Let M be a set and let d be the discrete metric on
M.
1. Show that (M, d) is complete.
2. Describe all the compact subsets of M.

Since (M,d) is equipped with the discrete metric all sequences inside that metric converge to some pt that repeats. How is this cauchy?
• Oct 9th 2010, 11:53 PM
yeKciM
Quote:

Originally Posted by Scopur
Hello, I'm just working through this problem but I am a little shaky with some of the definitions

Let M be a set and let d be the discrete metric on
M.
1. Show that (M, d) is complete.
2. Describe all the compact subsets of M.

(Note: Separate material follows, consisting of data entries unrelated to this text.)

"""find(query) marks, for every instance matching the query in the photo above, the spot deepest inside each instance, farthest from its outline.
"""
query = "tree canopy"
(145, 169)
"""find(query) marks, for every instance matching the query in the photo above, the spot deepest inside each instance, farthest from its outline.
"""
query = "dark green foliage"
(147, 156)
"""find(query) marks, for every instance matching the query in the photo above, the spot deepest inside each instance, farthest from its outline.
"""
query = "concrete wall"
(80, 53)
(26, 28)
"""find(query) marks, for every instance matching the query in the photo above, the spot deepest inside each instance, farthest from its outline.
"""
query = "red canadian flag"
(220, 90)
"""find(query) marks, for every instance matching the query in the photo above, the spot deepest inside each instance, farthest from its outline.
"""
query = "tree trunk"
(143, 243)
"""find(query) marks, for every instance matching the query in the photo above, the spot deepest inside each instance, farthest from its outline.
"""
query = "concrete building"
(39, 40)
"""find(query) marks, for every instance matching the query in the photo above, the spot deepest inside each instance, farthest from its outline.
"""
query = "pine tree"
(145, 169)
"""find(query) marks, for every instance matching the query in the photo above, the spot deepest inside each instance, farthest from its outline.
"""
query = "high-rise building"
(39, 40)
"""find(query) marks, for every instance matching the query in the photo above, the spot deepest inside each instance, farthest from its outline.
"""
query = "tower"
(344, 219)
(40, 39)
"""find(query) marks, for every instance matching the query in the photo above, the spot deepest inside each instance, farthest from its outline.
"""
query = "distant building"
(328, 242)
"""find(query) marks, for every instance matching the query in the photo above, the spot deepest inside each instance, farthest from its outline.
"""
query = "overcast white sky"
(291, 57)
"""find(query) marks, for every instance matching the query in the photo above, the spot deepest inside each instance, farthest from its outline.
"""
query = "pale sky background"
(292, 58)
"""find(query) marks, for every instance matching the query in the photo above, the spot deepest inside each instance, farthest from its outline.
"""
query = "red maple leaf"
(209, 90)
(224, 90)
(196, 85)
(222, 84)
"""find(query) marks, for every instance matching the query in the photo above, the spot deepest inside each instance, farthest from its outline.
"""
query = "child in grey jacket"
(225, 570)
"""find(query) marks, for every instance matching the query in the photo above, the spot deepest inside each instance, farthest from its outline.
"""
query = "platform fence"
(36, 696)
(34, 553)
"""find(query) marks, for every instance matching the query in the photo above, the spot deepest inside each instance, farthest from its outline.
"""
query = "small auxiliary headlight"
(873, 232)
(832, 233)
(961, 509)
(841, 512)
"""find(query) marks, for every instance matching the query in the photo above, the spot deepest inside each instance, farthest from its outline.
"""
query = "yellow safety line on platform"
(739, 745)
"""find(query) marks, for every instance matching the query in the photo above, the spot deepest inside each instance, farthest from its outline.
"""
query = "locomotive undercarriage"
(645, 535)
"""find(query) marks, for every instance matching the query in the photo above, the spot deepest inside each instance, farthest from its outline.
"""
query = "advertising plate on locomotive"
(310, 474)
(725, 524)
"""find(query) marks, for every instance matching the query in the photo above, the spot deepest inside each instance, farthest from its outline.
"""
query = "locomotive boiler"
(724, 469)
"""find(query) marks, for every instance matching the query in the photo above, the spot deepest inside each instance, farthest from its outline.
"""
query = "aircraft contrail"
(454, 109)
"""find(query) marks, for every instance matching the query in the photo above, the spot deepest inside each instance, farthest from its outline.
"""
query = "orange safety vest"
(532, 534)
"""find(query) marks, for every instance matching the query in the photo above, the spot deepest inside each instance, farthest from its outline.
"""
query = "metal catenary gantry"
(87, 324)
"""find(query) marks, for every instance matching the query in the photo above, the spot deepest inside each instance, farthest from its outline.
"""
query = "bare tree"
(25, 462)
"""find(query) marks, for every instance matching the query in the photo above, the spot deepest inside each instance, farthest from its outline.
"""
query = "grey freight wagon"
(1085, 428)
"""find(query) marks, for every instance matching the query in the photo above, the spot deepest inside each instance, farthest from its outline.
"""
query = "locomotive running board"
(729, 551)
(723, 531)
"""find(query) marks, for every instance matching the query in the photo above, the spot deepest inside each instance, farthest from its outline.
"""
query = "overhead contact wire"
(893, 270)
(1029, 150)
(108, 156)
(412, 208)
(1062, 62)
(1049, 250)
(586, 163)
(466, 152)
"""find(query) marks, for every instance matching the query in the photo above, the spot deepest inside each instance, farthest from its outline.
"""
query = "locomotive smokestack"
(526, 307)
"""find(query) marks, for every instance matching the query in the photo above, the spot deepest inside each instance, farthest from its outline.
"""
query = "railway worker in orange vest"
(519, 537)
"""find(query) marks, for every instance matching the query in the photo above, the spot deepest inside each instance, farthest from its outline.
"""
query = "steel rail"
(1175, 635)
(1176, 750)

Since (M,d) is equipped with the discrete metric all sequences inside that metric converge to some pt that repeats. How is this cauchy?

hm... every converging sequence is Cauchy sequence :D

Th : "every compact metric space is complete .... "

if X is compact metric space and let $\displaystyle (x_n)$ be Cauchy sequence in X. because of compactness there is sub sequence $\displaystyle x_{nk}$ of our sequence.. and sub sequence is converging $\displaystyle x_{nk} \to x_0 \in X \;\; (k \to \infty )$ now we have

$\displaystyle d(x_n,x_0) <= d(x_n, x_{nk} ) + d ( x_{nk} , x_0)$

now first on the right side can be made very small because it is Cauchy , and second to because of convergence of the sub sequence :D so we have

$\displaystyle d(x_n,x_0) \to 0 \;\; (n\to \infty)$

meaning sequence $\displaystyle x_n$ is converging and space X is complete :D
• Oct 10th 2010, 01:50 AM
bubble86
for part b) use the fact that given any open cover of a compact set, there exists a finite subcover. Open balls of radius one about x, are denoted $\displaystyle \ B_1 (x)$ and $\displaystyle \forall x \in M$ , $\displaystyle \ B_1 (x) = \{x\}$
so only finite subsets are compact.